Прошло еще немного времени, и однажды, читая Библию, я поняла, что в этих, на мой взгляд, странных и по-домашнему доверительных отношениях отца Глеба с Богом (Бог призывался в участники ежедневных событий) не было суеверия. Подобным образом общались с Богом и библейские герои, пользовавшиеся прямым правом своей избранности. Здесь я подумала, что и жесткость отца Глеба имеет тот же - библейский источник, а значит, его тягу к нашим с мужем евангельским - отношениям можно назвать словом предвосхищение. Начитавшись бахромчатых книг, я размышляла о том, что, душой оставаясь в пространстве Библии, отец Глеб живет в ожидании того мистического взрыва, который рано или поздно должен раздаться в эпицентре Осевого времени. Точнее говоря, он, природный русский, воплощал в себе жесткую, возвышенную и в то же время приземленную душу иудея, готового, однако, выйти за пределы Древнего Завета. Правда, и готовясь к переходу, он (подобно тому, как владыка Николай, принявший монашество, оставлял себе карьеру и академическую семью) не мог расстаться с непреклонной мыслью о жертве, которую его Бог мог потребовать от любого из нас.
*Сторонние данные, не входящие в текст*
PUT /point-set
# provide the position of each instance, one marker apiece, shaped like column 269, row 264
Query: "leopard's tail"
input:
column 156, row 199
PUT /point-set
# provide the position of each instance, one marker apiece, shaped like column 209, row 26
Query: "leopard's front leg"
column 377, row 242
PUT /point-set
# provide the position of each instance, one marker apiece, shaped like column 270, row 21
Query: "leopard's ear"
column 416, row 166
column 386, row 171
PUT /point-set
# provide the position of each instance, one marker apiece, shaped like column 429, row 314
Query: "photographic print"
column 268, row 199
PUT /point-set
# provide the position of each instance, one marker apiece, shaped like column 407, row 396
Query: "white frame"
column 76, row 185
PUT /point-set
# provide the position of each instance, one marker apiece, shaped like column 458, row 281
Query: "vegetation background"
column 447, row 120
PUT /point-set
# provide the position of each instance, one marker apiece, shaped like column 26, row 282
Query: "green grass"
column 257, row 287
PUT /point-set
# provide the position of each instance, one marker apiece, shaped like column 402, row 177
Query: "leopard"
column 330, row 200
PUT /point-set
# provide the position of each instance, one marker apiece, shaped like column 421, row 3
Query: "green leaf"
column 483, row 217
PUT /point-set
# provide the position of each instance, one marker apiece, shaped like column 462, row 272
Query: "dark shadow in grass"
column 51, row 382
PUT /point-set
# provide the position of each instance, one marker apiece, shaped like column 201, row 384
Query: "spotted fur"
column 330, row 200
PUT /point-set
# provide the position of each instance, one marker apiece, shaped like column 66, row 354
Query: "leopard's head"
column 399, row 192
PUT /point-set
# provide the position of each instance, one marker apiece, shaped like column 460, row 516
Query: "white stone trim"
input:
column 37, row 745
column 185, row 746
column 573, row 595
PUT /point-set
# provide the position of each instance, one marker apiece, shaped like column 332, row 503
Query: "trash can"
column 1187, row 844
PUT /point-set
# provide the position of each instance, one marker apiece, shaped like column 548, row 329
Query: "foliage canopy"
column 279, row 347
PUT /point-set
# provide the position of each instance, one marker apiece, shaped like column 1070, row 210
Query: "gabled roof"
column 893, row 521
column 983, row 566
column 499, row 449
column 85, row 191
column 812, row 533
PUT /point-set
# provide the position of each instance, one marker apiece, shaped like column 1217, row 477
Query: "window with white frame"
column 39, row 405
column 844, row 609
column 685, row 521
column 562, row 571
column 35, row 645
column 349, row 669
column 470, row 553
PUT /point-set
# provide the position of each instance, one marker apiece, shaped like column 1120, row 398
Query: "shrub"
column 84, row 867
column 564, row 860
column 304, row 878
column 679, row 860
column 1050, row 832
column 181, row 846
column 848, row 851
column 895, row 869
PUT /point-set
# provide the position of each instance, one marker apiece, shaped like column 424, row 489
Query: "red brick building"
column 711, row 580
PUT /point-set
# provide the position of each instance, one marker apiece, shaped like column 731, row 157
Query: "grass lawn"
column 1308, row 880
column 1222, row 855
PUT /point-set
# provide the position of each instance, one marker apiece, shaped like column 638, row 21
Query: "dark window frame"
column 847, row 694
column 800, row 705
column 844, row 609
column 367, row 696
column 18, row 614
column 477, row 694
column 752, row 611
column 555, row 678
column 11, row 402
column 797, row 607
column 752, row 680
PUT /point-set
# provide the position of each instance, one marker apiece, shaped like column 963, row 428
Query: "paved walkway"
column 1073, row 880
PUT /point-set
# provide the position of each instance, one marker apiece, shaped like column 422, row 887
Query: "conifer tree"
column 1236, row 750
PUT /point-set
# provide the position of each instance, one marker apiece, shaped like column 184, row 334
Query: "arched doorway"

Стремясь к окончательному выводу, я объясняла эту стойкую приверженность тем, что сквозь его новообращенное сердце проросла мысль о другой - Главной Жертве, соединяющей замковым камнем Библию и Евангелие.
Мысль о соединении Заветов, сколь бы странным ни казался мой новый переход, подтверждало и полное согласие, царившее между мужем и его новым другом. В этой атмосфере я чувствовала себя счастливой. Все страхи, рожденные в моей душе, кажется, покинули меня. Согласие, давно утраченное университетской компанией, рождало чувство радостной беззаботности и было залогом того, что и возникни между нами непонимание, оно станет мимолетным разрешимым. Вспоминая то время, я могу сказать, что оба они - и муж, и отец Глеб - как-то удивительно дополняли друг друга. Я чувствовала это с самого начала, но заговорила позже, по прошествии двух безмятежных лет, когда их прочное соединение больше не казалось мне безопасным.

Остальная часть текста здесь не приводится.